A bit more smoke for dram number five, in the shape of Skye's Talisker and an eight-year-old, from Diageo's 2021 special release series. This was matured in some heavily peated refill casks, adding a real edge to the already coastal character of the liquid.

Ruadh Maor 10yo
And it was very peaty. In fact, we felt this tasted a bit like another great dram we've had over recent years, Bruichladdich's Port Charlotte. This was just as drinkable, and at £82 we felt this was decent value as well. It's 59.7%.

Adam rounded off the half dozen with another indie, a Lady of the Glen bottling of Ruadh Mhor, the name used by Glenturret for its peated expressions. This was a 10-year-old, finished in a first fill ex-Amarone wine barrique for the last two of those years.

Smoky and salty, this got Frazzles on a very distinctive nose (although as I often say when Frazzles comes up a tasting note - when was the last time anyone actually ate Frazzles?). If anything the nose overshadowed the actual taste of the stuff, although perhaps our palates were a touch worn out after an evening of very big flavours of which this was last but certainly not least. It was 61.8% and cost £86.

JD Manchester cask
This brought us to the dram of the night voting. As is only sometimes the case, each of the six whiskies attracted at least one vote - always the sign of a well-chosen selection. But it was the Mackmyra that came out narrowly on top, with 13 votes ahead of the 11 which went to the GlenDronach in second, while five peat monsters backed the smoky Talisker.

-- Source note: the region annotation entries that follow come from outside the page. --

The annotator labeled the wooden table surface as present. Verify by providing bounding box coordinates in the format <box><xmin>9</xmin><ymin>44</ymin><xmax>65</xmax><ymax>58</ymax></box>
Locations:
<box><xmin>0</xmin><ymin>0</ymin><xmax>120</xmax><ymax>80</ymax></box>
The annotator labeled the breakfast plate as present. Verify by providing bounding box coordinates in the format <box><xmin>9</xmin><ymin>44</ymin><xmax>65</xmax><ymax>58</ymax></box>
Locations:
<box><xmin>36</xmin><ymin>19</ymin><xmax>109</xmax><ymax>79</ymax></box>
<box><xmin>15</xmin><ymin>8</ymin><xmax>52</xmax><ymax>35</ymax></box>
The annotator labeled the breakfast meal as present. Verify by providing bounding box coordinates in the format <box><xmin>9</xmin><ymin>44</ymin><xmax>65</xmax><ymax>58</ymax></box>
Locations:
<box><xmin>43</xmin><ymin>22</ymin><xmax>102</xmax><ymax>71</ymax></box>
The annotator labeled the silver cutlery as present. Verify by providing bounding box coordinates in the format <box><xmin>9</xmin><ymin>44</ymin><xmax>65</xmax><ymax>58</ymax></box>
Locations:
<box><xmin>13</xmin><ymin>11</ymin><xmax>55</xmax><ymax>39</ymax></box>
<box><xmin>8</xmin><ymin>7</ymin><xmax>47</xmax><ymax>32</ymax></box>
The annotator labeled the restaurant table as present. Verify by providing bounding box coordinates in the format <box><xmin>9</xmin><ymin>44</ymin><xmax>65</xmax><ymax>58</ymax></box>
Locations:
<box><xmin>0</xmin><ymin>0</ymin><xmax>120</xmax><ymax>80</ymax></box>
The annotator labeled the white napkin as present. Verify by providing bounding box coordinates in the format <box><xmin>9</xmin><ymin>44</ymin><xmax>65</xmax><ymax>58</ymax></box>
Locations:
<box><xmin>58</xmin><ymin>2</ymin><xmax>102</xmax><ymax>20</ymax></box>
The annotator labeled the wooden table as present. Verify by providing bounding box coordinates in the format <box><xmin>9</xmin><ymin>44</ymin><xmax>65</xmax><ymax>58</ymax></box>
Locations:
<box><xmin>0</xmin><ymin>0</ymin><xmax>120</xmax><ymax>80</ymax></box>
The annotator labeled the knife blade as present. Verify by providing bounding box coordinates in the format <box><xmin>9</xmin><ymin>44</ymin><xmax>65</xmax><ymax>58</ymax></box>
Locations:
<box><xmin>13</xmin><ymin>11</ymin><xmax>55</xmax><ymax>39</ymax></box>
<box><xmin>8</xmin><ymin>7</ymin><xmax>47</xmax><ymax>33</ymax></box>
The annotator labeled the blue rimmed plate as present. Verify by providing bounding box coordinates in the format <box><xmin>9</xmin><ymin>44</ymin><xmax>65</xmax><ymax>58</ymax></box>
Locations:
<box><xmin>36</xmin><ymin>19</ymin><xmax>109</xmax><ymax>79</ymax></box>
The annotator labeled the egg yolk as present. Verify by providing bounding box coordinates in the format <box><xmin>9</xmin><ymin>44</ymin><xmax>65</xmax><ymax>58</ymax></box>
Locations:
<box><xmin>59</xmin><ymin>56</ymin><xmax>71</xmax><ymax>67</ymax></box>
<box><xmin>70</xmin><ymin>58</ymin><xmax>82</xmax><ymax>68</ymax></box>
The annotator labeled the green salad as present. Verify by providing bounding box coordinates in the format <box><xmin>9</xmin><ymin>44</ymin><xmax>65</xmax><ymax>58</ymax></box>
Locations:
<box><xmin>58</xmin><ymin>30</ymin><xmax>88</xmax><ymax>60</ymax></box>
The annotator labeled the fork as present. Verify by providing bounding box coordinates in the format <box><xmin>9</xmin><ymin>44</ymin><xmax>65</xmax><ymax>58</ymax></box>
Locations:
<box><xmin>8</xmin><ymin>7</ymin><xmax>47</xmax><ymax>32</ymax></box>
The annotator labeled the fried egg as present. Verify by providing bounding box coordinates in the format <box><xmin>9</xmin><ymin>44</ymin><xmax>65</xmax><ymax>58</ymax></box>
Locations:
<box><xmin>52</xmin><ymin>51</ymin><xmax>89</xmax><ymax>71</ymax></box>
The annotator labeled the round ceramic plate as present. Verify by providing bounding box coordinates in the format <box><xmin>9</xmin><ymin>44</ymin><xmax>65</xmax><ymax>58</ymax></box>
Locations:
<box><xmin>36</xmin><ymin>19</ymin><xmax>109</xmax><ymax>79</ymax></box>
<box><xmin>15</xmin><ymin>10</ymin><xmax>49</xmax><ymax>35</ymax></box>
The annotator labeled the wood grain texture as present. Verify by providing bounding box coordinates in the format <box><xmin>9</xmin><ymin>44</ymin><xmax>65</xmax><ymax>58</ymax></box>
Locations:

There was still time for one more whisky, though, courtesy of our generous hosts at the Britons.

The pub has a long association with Jack Daniel's and boasts the best range of JD in the UK and probably Europe. This extends to a series of special expressions created just for the Britons, and we had in our hands a bottle of cask number five. I didn't actually take any detailed tasting notes down for it (it was that time of the evening), but it was a great dram - a lovely way to finish another successful evening.

Thanks to all club members for attending and continuing to show such support to us, and once again to the Britons for hosting us so brilliantly. I think we can all drink to the next ten years.